People tend to become more stressed and anxious when they describe their life as such. If when people ask how your day is and you reply with “busy”, you will reduce yourself to only that experience. This is because thoughts inherently shape our world. The thoughts that we give reality to with language will consequently become our reality.
Let me explain this with another example. In the 1960s, Anthropologist Robert Levy studied a group of people in Tahiti to try and find an answer for their high suicide rates. “After research and investigation, Mr. Levy found that there is no word or concept for sadness in Tahitian culture. While Tahitians felt sadness, they had no word to refer to their feeling” (Ezez 2006). Can you feel something if you don’t have a word for it? This study answers this question with a hard ‘yes’. You can feel everything, but language massively shapes your experience of those feelings. To not have a word for something limits your expression of it, and as humans we have a desire to express. This is why the English language uses so many foreign words to describe things that otherwise may be too complicated to. Increasing and tackling language is therefore vital to existence.
So let’s consider happiness as an opposition to sadness. While we have happiness as a concept in English language, many people still struggle with it. This is because the way we perceive happiness is wrong. There is not one happiness and this word in itself already limits the experience because it reduces it down to something people don’t know how to grasp. Happiness is and comes from so many things, which Vishen boils this down to three prominent pillars:
1. happiness from experience - your own unique experiences that have made you happy
2. happiness from growth - the happiness we get from growing and acknowledging our rate of self improvement
3.happiness from meaning - when we have a meaning or a purpose in life that often has to do with serving others. As social beings and exist as a colony species that biologically explains to us why we are so dependent and willing to serve our own kind.

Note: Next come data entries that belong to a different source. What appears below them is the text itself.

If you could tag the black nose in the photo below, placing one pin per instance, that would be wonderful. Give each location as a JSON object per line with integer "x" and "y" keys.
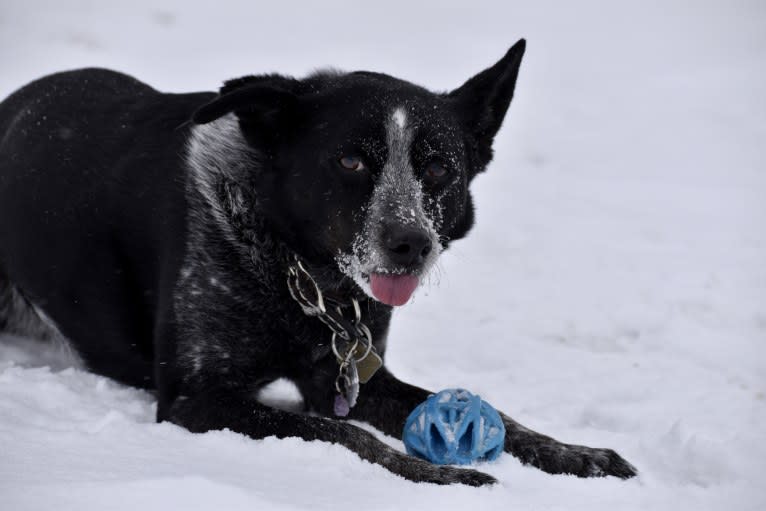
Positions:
{"x": 407, "y": 246}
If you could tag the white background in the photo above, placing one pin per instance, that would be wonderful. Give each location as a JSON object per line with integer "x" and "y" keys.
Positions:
{"x": 613, "y": 292}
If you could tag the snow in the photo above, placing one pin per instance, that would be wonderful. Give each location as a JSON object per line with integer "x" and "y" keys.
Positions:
{"x": 613, "y": 292}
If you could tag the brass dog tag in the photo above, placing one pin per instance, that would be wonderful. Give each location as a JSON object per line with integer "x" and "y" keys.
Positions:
{"x": 369, "y": 365}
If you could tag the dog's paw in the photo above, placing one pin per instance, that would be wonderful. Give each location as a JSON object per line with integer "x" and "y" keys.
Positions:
{"x": 557, "y": 458}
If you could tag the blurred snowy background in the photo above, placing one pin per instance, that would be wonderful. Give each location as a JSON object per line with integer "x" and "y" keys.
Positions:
{"x": 613, "y": 292}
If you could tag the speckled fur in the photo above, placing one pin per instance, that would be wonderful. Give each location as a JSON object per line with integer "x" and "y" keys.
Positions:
{"x": 183, "y": 289}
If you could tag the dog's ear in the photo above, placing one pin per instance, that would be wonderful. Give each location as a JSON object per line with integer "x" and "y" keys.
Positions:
{"x": 251, "y": 98}
{"x": 483, "y": 100}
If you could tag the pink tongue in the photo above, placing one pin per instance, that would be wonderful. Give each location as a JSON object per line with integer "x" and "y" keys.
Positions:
{"x": 393, "y": 289}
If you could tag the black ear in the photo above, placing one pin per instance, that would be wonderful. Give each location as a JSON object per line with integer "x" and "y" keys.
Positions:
{"x": 483, "y": 100}
{"x": 251, "y": 97}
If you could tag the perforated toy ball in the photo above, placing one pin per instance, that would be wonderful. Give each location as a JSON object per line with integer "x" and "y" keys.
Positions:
{"x": 454, "y": 427}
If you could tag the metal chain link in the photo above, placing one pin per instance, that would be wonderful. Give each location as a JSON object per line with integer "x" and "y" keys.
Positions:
{"x": 353, "y": 331}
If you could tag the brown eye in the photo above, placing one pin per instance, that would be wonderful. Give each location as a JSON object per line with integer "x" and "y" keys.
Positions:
{"x": 351, "y": 163}
{"x": 435, "y": 172}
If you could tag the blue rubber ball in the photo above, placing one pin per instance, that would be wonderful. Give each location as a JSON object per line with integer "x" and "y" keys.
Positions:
{"x": 454, "y": 427}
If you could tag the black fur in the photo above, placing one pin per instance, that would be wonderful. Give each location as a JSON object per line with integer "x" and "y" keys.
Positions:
{"x": 159, "y": 247}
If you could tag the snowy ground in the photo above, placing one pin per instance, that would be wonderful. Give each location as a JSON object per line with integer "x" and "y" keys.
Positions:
{"x": 613, "y": 292}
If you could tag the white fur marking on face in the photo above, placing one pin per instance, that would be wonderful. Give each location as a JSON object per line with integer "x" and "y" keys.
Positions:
{"x": 397, "y": 199}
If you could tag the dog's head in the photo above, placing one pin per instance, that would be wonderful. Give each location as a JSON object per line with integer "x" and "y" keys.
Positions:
{"x": 364, "y": 172}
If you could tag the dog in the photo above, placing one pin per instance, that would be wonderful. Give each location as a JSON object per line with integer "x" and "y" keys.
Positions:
{"x": 204, "y": 245}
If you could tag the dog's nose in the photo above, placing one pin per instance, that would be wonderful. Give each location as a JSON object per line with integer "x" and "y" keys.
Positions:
{"x": 407, "y": 246}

If we break down language to change the concept of a word such as happiness, we can turn it into a force that we understand. We need to stop tying happiness to the future ‘what ifs' and apply it to our present. We can change, "I will only be happy if I get xxx” into, "I realise my life is not perfect, but I am happy with that". The danger is that we are so conditioned to believe that happiness in the future is the only way it can be achieved. Tie happiness to your current reality instead and consider how breaking the word happiness down can change and increase your perception of it.
This only demonstrates the power we have in being able to use language towards our own mindfulness journey. To be able to acknowledge and refer to our experiences whilst also being able to change the language we use to set us up for success. Find words that are limiting in your life and try to change the way you use them. Instead of describing yourself as stressed could you not describe yourself as 'achieving’ day or as ‘maximising your potential’ instead? We create an emotional attachment to the language we use and it changes our view on what we experience. Language is essentially bringing life to thoughts and we can start to bring life to the positive ones with this power of language. I’m not saying this is an easy thing to do, but language is definitely something to be fundamentally aware of.
Ezez. 2006. "Happiness & Sadness: Why is the suicide rate in Tahiti so high?". Contestatariobe.blogspot.com. http://contestatariobe.blogspot.com/2006/07/happiness-sadness-why-is-suicide-rate.html.
Inglis-Arkell, Esther. 2014. "Can You Feel Something If You Don't Have a Word For It?". Gizmodo. https://io9.gizmodo.com/can-you-feel-something-if-you-dont-have-a-word-for-it-1596854838.
Lakhiani, Vishen. "Be Extraordinary". Online Masterclass, Mindvalley.